Bank boss hit employee with baseball bat

Bank boss hit employee with baseball bat After it was revealed that former senior Barclays banker Peter Johnson pleaded guilty in 2014 to conspiring to manipulating Libor, a remarkable story has emerged from one of his former employees.

Jonathan Mathew is one of the five employees from the company accused of manipulating the benchmark rate that some of the world’s leading banks charge each other for short-term loans: and now he has claimed to have been routinely humiliated by his former boss, including being hit with a baseball bat.

Partially deaf Mathew revealed a story during his first day of testimony that he was hit with a 12-inch baseball bat on the back of the head: as well as shouted at and told to stand on a chair in the trading room while answering questions about world capitals barked at him by Johnson.

In a Bloomberg report from the courtroom, Mathew is quoted as stating that the baseball bat hit “wasn’t particularly hard – it was more designed to humiliate me.” Mathew claimed that Johnson was “old school” and a “hard taskmaster” but also “a good teacher”.

Mathew, who was also diagnosed as dyslexic when he was a child, is accused of conspiring with four colleagues to rig the interbank rate. He, along with Jay Merchant, Alex Pabon, Stylianos Contogoulas and Ryan Reich, all deny the conspiracy to defraud charges.

Mathew joined the bank when he was just 19 years old and claimed he received no formal training – simply learning on the job from Johnson.

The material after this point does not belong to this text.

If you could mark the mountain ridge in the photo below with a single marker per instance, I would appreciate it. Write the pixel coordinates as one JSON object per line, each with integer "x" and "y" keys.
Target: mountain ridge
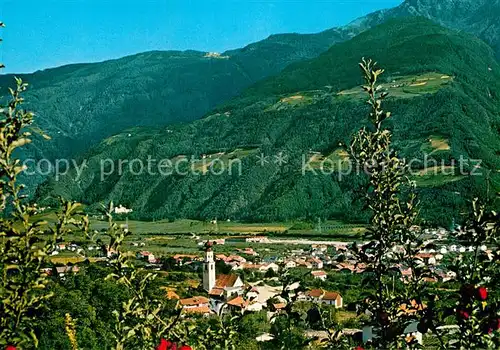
{"x": 458, "y": 112}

In one email shown to jurors, Johnson reportedly wrote that Mathew needed to “have a modicum of common sense and show that you are actually taking things into your thick skull.”

The prosecution claims to have identified 26 occasions when Mathew complied with a trader’s request to adjust the Libor for the following day.
  • Murray Schultz 2016-05-13 10:12:44 AM
    The simple truth is that, no matter how militaristic the "culture", if your company and/or direct supervisor takes action to purposely defraud its customers, corporate colleagues or the general public, you always have the option to find a healthier situation, and should exercise it. The very next question is: are you prepared to discuss the matter with regulatory authorities before the company brands you an "unhappy problem employee"...
    To pretend these people didn't know exactly what they were doing, is to further defraud the public - formal training or not.